Vials with a sticker that read
Vials with a sticker that read “COVID-19 / Coronavirus Vaccine / Injection only” and a medical syringe are visible in front of a Novavax logo shown in this illustration. Reuters-Yonhap

The World Health Organization on Tuesday approved a COVID vaccine made by US pharmaceutical giant Novavax for emergency use, after the European Union’s drug regulator gave it the green light.

The European Medicines Agency evaluated and approved Nuvaxovid on Monday.

It’s made using more conventional technology than others already approved, which has led Brussels officials to express hope that it will help persuade those hesitant about vaccination to come forward.

The jab uses traditional technology involving proteins found on advanced coronavirus proteins that trigger an immune response.

It is a proven approach, used for decades to immunize people against diseases such as hepatitis B and pertussis.

A WHO Emergency Use List (EUL) paves the way for countries around the world to quickly approve and import a vaccine for distribution.

It also opens the door for them to enter the Covax global vaccine sharing system, set up to provide equitable access to doses around the world and especially in the poorest countries.

The two-shot Nuvaxovid vaccine is the 10th COVID vaccine issued by the United Nations health agency.

90% efficient

WHO said Nuvaxovid was around 90% effective in reducing symptomatic cases of Covid-19 in two major clinical studies, one in Britain and the other in the United States and Mexico, involving more than 45,000 people.

In a separate document, the WHO Strategic Advisory Group of Experts on Immunization recommended the use of the new vaccine in people over 18 years of age, with an interval of three to four weeks between the two doses.

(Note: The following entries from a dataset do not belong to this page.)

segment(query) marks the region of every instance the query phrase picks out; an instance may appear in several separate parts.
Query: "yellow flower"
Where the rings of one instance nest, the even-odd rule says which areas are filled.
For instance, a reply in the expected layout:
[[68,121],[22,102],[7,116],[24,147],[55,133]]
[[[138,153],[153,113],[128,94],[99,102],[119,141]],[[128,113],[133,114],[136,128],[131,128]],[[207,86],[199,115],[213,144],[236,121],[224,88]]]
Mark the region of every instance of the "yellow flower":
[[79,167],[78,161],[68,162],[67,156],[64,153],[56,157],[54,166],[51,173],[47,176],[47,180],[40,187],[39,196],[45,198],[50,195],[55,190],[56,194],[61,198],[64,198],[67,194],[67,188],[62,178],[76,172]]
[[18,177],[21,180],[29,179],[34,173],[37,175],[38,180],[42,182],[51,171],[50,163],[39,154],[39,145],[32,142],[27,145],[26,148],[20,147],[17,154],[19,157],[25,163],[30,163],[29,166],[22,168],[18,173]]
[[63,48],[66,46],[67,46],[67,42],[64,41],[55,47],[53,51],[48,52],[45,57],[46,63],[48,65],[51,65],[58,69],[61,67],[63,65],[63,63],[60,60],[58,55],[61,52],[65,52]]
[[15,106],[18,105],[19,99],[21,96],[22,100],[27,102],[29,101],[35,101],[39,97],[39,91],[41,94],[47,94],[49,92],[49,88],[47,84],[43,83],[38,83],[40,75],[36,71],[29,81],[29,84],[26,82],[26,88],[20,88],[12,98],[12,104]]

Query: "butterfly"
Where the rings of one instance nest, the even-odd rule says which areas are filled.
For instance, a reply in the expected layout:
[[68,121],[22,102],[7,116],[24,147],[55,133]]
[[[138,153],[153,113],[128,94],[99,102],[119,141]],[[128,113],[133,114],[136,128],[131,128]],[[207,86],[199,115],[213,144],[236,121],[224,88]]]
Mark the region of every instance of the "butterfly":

“The vaccine should not be administered with an interval of less than three weeks,” he warned.

It can be stored in the refrigerator at temperatures between 2 and 8 degrees Celsius, giving it a logistical advantage in hard-to-reach areas over mRNA vaccines, which must be stored at ultra-low temperatures.

Among the COVID vaccines already handed over to a WHO EUL is the Covovax vaccine, a version of the Novavax vaccine manufactured by the Serum Institute of India under license from the US-based company.

It was cleared on December 17.

Also on the list are mRNA vaccines produced by BioNTech / Pfizer and Moderna, Johnson & Johnson, AstraZeneca (which is double counted for versions made in Europe and India), Indian-made Covaxin, and Sinopharm and Sinovac made. Chinese. .

The WHO also recently resumed evaluation of the Russian-made Sputnik V vaccine against COVID-19, after several months in limbo, pending further data.

Rogerio Gaspar, head of the WHO’s regulatory and prequalification department, said on Monday that the United Nations health agency would start assessing the quality of data received next month and aim to conduct on-site inspections in February.

He told reporters he could not provide “any approval date because approval will really depend… on the quality of the information.”

So far, neither the US nor EU drug watchdogs have authorized Sputnik V, which has been in use in Russia and other countries since late 2020 (AFP)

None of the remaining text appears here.